The recent release of the documentary Fire in the Blood has revived the debate on whether patents block access to life-saving medicines. Dr Yusuf K Hamied, chairperson of Cipla and the ‘star’ of the film, made international headlines in 2001 when he offered to provide HIV medicines at $350 per patient per year when the MNCs were selling the same for $15,000. But now under the new patent law, generic versions of newer patented drugs cannot be manufactured here. Hamied tells Rema Nagarajan why there can’t be a repeat of the 2001 triumph

Does India’s current patent law prevent Cipla from doing what it did in 2001, supplying new drugs to Africa at a fraction of the price charged by multinational pharmaceutical companies?
If there was a new medicine for the treatment of HIV/AIDS which is very good and it is covered under Indian patent law, I cannot make it. So it blocks us. Under the 1970 patent law there was no product patent and we could manufacture any product legally. That changed in 2005 when India joined the World Trade Organisation. We got a new patent bill and backdated it to 1995. We have to honour that. This is a major deterrent for manufacturing new drugs not only for HIV/AIDS but all major diseases. By doing this, India is committing selective genocide in healthcare.
Are we selling the lives of our people for trade interests?
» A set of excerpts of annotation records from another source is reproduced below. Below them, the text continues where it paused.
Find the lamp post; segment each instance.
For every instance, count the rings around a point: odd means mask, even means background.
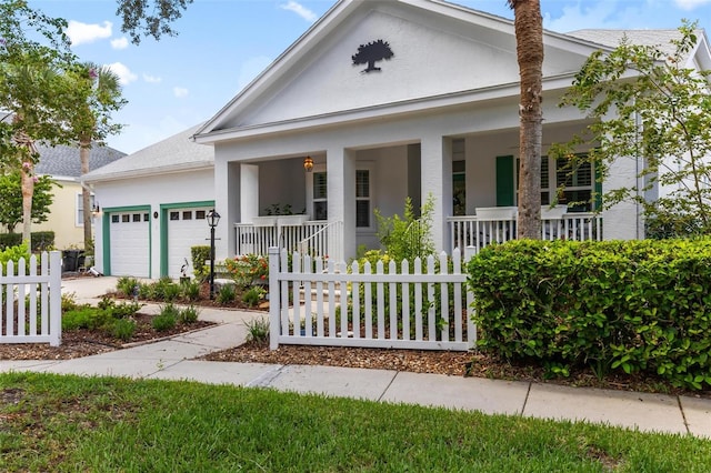
[[[208,212],[210,225],[210,300],[214,299],[214,228],[220,223],[220,214],[212,209]]]

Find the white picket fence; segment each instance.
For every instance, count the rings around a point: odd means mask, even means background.
[[[473,254],[473,249],[470,250]],[[468,255],[470,253],[468,251]],[[270,348],[280,344],[467,351],[477,341],[462,258],[324,262],[269,249]],[[468,261],[468,258],[464,260]],[[422,268],[424,265],[424,268]]]
[[[43,252],[40,261],[40,274],[37,255],[29,268],[24,259],[0,264],[0,343],[61,343],[61,253]]]

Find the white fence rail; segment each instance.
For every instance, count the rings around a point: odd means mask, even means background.
[[[468,260],[468,259],[465,259]],[[391,261],[373,269],[269,249],[270,346],[473,348],[473,296],[462,258]],[[452,271],[449,271],[451,264]],[[422,268],[424,265],[424,268]],[[439,268],[437,268],[439,265]]]
[[[448,218],[451,248],[473,246],[477,251],[491,243],[515,240],[517,218],[492,219],[463,215]],[[602,240],[602,218],[594,213],[570,212],[541,219],[543,240]]]
[[[36,255],[29,268],[0,264],[0,343],[61,343],[61,253],[43,252],[39,274],[37,265]]]
[[[280,246],[289,252],[300,251],[319,256],[341,259],[343,222],[307,221],[281,224],[274,218],[271,224],[236,223],[234,254],[269,254]]]

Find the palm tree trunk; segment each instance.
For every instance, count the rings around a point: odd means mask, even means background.
[[[514,11],[521,77],[518,238],[541,238],[541,143],[543,135],[543,19],[539,0],[509,0]]]
[[[28,161],[26,161],[28,162]],[[22,182],[22,241],[26,241],[32,251],[32,194],[34,193],[33,165],[27,169],[21,168],[20,177]]]
[[[89,155],[91,153],[91,140],[82,139],[79,143],[79,159],[81,160],[81,175],[89,172]],[[81,187],[81,203],[83,207],[84,251],[91,248],[91,193],[84,185]]]

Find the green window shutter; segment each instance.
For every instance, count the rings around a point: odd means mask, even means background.
[[[594,191],[595,191],[595,201],[594,201],[594,210],[602,209],[602,182],[600,181],[600,171],[598,171],[598,167],[594,165]]]
[[[513,205],[513,157],[497,157],[497,207]]]

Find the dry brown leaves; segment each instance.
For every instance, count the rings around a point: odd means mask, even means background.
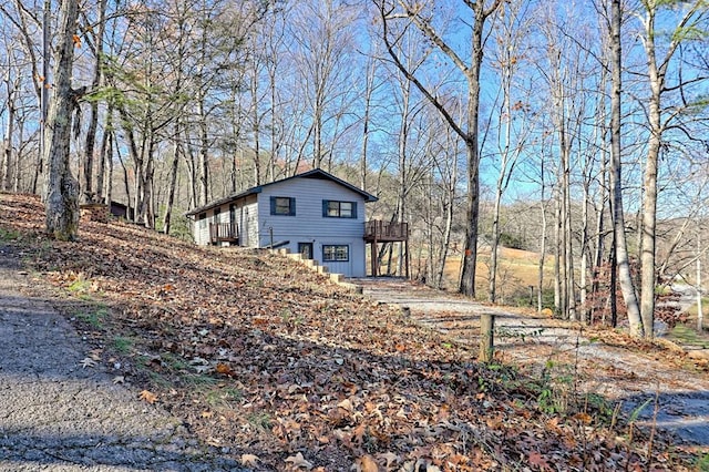
[[[112,353],[115,373],[249,466],[681,470],[660,445],[648,460],[588,414],[542,414],[512,369],[481,367],[398,309],[284,257],[117,222],[82,222],[79,243],[52,242],[41,215],[33,197],[0,194],[0,225],[24,235],[34,268],[111,308],[82,327],[90,339],[133,340]]]

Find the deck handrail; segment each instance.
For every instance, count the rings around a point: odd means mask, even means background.
[[[409,224],[371,219],[364,223],[364,237],[368,239],[397,238],[403,240],[409,237]]]
[[[212,243],[236,242],[239,238],[236,223],[209,223],[209,240]]]

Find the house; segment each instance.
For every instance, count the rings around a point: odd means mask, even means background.
[[[187,213],[198,245],[280,247],[330,273],[363,277],[364,204],[377,197],[316,168]]]

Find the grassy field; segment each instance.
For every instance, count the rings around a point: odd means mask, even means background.
[[[528,300],[530,287],[534,287],[534,297],[538,285],[540,255],[528,250],[500,248],[497,259],[497,294],[501,304],[518,304],[520,300]],[[449,257],[445,264],[444,287],[454,289],[461,271],[461,256]],[[551,289],[554,277],[552,256],[547,256],[544,264],[544,288]],[[487,298],[490,284],[490,252],[481,250],[477,255],[477,270],[475,288],[481,299]]]

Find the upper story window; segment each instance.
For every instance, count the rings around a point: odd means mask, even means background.
[[[322,216],[328,218],[357,218],[357,202],[323,199]]]
[[[270,197],[270,214],[296,216],[296,199],[294,197]]]
[[[323,263],[348,263],[350,260],[350,247],[347,244],[323,244]]]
In Fire In The Blood on how millions of Africans died of HIV because patents blocked affordable medicines, the last slide states, “Help prevent a sequel”, and to me, the sequel has already started. We might not be “selling” people’s lives, but we are definitely playing with people’s lives by not giving access to life-saving medicines at an affordable price.
Despite the victory in Africa, the patent system thrives and is getting stronger. Won’t millions again die from the lack of affordable drugs?
That’s because the governments are giving in. India cannot afford a monopoly in drugs. If there is a monopoly, people won’t be able to afford drugs, like the cancer drugs sold today. For example, the top-selling AIDS drug in the world, Atripla, costs $20,000 per patient per year in the US. Cipla’s US FDAapproved equivalent product, is being sold for less than $100 per patient per year in Africa where it is not under patent. If they block India, they are essentially blocking the Third World’s supply of newer cheaper anti-AIDS drugs and other newer medicines.
Can we have research for new drugs without the patent system?
Don’t mix science and the development of science with patents. Science is ongoing. Everybody is going to keep inventing. What has accelerated is not so much patenting or innovation but evergreening, the effort to extend patents.
What’s an ideal system to replace the current patent system?
Nobody wants to get rid of the patent system. But India should study what legal flexibilities are available to us in the section on compulsory licensing in the current patent law and see if we can formulate a pragmatic obligatory licensing system similar to Canada in 1969. This allowed Canadians to copy any drug and pay the patent holder 4% royalty. Many countries like Malaysia, Indonesia, Thailand, Brazil have already brought in compulsory licensing. Look at the world’s top-selling drugs; 70% of them are made and marketed by companies that haven’t invented them. They are all in-licensed products. They are paying royalty to the guy who did the invention. So in-licensing is on all the time, but now, it is a specific in-licensing on exclusive basis to one company. I want non-exclusive in-licensing. I want the obligatory licensing system. I don’t mind paying royalty.
What happens after the Dr Hamieds and Poonawallas? Will Indian companies like Cipla get acquired by multinationals?
The backbone of the Indian pharma industry is the indigenous company. Therefore, the government should provide us with suitable infrastructure and support to grow. Stable Indian companies are not selling out, only the unstable ones are. If you give them such a raw deal, how long will they last? Anyway, Cipla is not in the market to be sold. Not in my lifetime at least.
Do you think any Indian government can do what Indira Gandhi did in the late 1960s — stand up to the developed world to make drugs accessible?
I think a time will come very soon when we will no option but to do it. The Chinese are standing up. In 1970, when India changed the patent act, Indira Gandhi made changes in only three areas — food, drugs and agro/pesticides. What we need is obligatory licensing. For certain diseases like cancer HIV/AIDS, TB, malaria, there should be no patenting or there should be compulsory licensing or obligatory licensing so that I don’t have to go with a begging bowl to companies. So far, we have had compulsory licensing only in individual cases, not as a policy.